The infancy narratives in the Gospels of Matthew and of Luke say nothing about the ages of Mary and Joseph. The Ziegler-esque scenario traces back to the “Protoevangelium of James,” one of several apocryphal texts that were devised to fill in the gaps left by the Gospels’ relatively brief Christmas passages. The “James” legend is dubious since, as Frilingos notes, it was written a century after Matthew and Luke, from which it borrowed some phrases.

According to “James,” (the full text is available on the Internet), Mary’s parents, Joachim and Anna, dedicated their daughter to lifelong holy service before she was even born. Therefore, at age three they transferred custody and she was raised by priests at the Jerusalem Temple. When Mary was 12 and becoming marrigeable, the priests were given miraculous signs that designated Joseph to be her future husband.

Joseph resisted this arranged marriage because “I am an old man and she is a young girl” so he would face ridicule. Afterward, he shunned all contact with Mary, then reappeared when she was age 16 to discover she was pregnant. After an angel reassured Joseph that Mary miraculously was a virgin, he defended her purity before the priests.

Whatever Joseph’s age might have been, historians say it’s quite plausible Mary was a teen because early marriages were the general rule for maidens in Jewish and other ancient cultures. This made it more likely a couple would benefit by having more children. A Bible encyclopedia reports that shortly after New Testament times, Judaism fixed the minimum ages for marriage at 12 for girls and 13 for boys.

The contention in “James” that Joseph was “an old man” related to the post-biblical but ancient “perpetual virginity” tenet in Catholicism and Orthodoxy. It holds that Mary remained a virgin after giving birth through the rest of her life and never had sexual relations. If husband Joseph was aged that becomes more plausible.

Protestants’ “Scripture alone” principle means they are not bound by such non-biblical teachings. In addition, Protestants take literally Matthew 13:55, which speaks of Jesus’ “brothers” and “sisters.” ‘The common Catholic and Orthodox explanation is that the verse refers to “cousins” or other close relatives, not Mary’s own offspring.
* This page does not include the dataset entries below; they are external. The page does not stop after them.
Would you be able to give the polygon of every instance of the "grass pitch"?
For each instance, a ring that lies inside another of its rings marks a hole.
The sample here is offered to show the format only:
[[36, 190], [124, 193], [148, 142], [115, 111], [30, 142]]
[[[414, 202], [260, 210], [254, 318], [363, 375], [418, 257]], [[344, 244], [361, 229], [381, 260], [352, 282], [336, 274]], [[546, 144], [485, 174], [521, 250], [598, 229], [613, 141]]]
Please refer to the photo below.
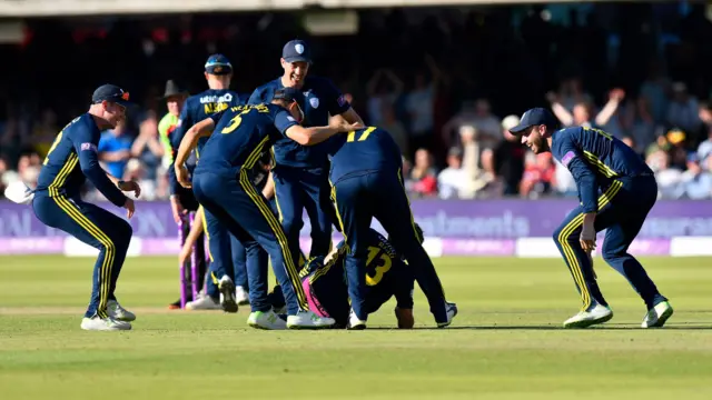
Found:
[[710, 399], [712, 260], [643, 260], [675, 314], [642, 330], [645, 307], [600, 259], [614, 318], [562, 330], [580, 307], [557, 259], [444, 258], [459, 314], [433, 329], [416, 289], [416, 326], [394, 303], [366, 331], [257, 331], [248, 310], [168, 311], [172, 258], [129, 259], [118, 284], [137, 312], [128, 332], [85, 332], [91, 259], [0, 257], [0, 398], [14, 399]]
Another approach says Joseph was a widower when he married Mary so the siblings were her stepchildren from Joseph’s first marriage.
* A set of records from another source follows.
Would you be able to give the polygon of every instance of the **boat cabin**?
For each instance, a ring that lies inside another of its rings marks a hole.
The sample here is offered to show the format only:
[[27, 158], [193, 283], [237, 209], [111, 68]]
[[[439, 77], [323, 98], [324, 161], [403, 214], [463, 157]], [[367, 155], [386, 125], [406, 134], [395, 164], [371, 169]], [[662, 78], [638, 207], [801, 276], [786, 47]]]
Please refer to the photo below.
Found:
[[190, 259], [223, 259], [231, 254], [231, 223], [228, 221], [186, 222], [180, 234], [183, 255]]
Protestants also cite Matthew 1:25, which in the U.S. Catholic Bible says Joseph “had no relations with her until she bore a son.” The official footnote with this verse states that “the Greek word translated ‘until’ does not imply normal marital conduct after Jesus’ birth, nor does it exclude it.”

Further on Mary’s miraculous virginal conception of Jesus (as opposed to her perpetual virginity afterward): The biblical teaching is defended in “What Christians Ought to Believe” (2016) by Australian evangelical Michael Bird. The latest liberal Protestant reassessment is “A Complicated Pregnancy: Whether Mary Was a Virgin and Why It Matters” (2017) by Kyle Roberts, who teaches at a United Church of Christ seminary in Minnesota.